The global energy market is on edge again. With tensions between the United States and Iran escalating into active military strikes as of February 28, 2026, the “fear factor” has firmly returned to the driver’s seat.
For everyday consumers and investors, this isn’t just another geopolitical headline. If the situation worsens, it could show up quickly at the petrol pump and possibly shake up your investment portfolio too.
The Current Situation: Why Prices Are Climbing
After the military actions on February 28, 2026, oil benchmarks opened with a sharp “gap-up,” as traders rushed to price in the risk of supply disruptions.
Brent Crude: Currently hovering around $73 per barrel. Experts warn it could test $80, and if tensions persist, even $100 isn’t off the table.
West Texas Intermediate (WTI): Up more than 20% so far this year, recently touching seven-month highs near $67–$68.
What’s driving this spike? Traders are adding what’s known as a “war premium,” an extra cost built into every barrel, simply because of the risk that oil supply could suddenly be disrupted.
In simple terms, markets hate uncertainty. And right now, uncertainty is in abundance.
The ‘Choke Point’ That Has Everyone Worried
The biggest concern for the global energy market isn’t just the conflict itself, it’s geography. At the centre of the storm lies the Strait of Hormuz, a narrow waterway that serves as the world’s most critical oil transit route.
Roughly 20 million barrels of oil pass through this route every single day, about 20% of global oil consumption. If Iran attempts to block or disrupt traffic here in retaliation, global supplies could tighten overnight.
In such a scenario, analysts at Bloomberg and several major investment banks suggest oil prices wouldn’t just rise gradually, they could spike sharply, potentially crossing $100 per barrel within weeks. That’s the worst-case scenario the market is nervously watching.
What It Means for You
The immediate outlook is likely to remain volatile. Expect sharp swings in prices as fresh headlines emerge. Investors may want to keep a close watch on market openings, especially at the start of the week when global markets react to weekend developments.

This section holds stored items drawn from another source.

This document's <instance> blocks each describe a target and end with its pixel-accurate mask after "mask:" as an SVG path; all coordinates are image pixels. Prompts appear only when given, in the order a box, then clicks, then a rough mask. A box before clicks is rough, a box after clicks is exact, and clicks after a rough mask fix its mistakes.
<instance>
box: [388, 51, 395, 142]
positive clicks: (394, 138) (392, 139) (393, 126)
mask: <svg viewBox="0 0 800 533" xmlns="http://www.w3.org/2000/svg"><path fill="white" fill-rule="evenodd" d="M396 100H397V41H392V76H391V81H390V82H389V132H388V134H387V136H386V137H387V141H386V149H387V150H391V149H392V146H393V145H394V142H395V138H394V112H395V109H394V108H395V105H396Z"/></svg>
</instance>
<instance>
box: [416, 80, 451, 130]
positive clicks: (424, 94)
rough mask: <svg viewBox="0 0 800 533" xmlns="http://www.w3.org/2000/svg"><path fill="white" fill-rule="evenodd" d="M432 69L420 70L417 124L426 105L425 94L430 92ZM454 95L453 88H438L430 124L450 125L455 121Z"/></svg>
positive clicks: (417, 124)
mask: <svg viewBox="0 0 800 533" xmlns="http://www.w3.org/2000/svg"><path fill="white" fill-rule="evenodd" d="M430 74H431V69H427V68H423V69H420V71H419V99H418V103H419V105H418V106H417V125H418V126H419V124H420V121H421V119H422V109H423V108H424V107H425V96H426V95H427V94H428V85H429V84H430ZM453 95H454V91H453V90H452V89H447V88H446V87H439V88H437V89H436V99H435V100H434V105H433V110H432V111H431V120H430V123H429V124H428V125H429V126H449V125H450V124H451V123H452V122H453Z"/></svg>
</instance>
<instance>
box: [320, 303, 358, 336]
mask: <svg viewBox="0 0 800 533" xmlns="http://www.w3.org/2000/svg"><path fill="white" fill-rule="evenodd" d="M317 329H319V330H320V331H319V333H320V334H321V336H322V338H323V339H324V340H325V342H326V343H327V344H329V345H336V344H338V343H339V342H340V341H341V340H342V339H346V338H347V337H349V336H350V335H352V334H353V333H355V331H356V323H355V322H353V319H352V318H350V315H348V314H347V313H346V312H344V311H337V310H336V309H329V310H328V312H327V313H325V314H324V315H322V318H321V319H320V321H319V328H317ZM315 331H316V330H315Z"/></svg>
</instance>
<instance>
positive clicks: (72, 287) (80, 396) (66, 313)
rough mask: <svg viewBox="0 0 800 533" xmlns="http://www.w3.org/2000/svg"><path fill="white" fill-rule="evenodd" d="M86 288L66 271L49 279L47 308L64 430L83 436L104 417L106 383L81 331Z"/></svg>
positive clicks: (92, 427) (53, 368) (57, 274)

For the general public, the impact could be more direct:
- Higher fuel prices
- Rising transportation and logistics costs
- Potential pressure on inflation
- Possible delays in long-awaited interest rate cuts
However, there’s another side to the story. Experts point out that global oil markets are currently well-supplied. Strategic reserves in key economies and output from major producers are acting as a cushion for now.
Unless the Strait of Hormuz is physically blocked or major infrastructure is damaged, prices may stabilize once the initial panic fades. Markets often react sharply at first, only to cool down when worst-case fears fail to materialize.
The Big Question: Shock or Structural Shift?
Is this a short-term spike driven by fear? Or the beginning of a sustained rally toward $100 oil?
Much will depend on how long tensions persist and whether the conflict spreads beyond limited military action. For now, the “war premium” is real, but so is the possibility of stabilization if cooler heads prevail.
One thing is clear: crude oil is back in the spotlight. And in times like these, even a single headline can move billions of dollars in minutes.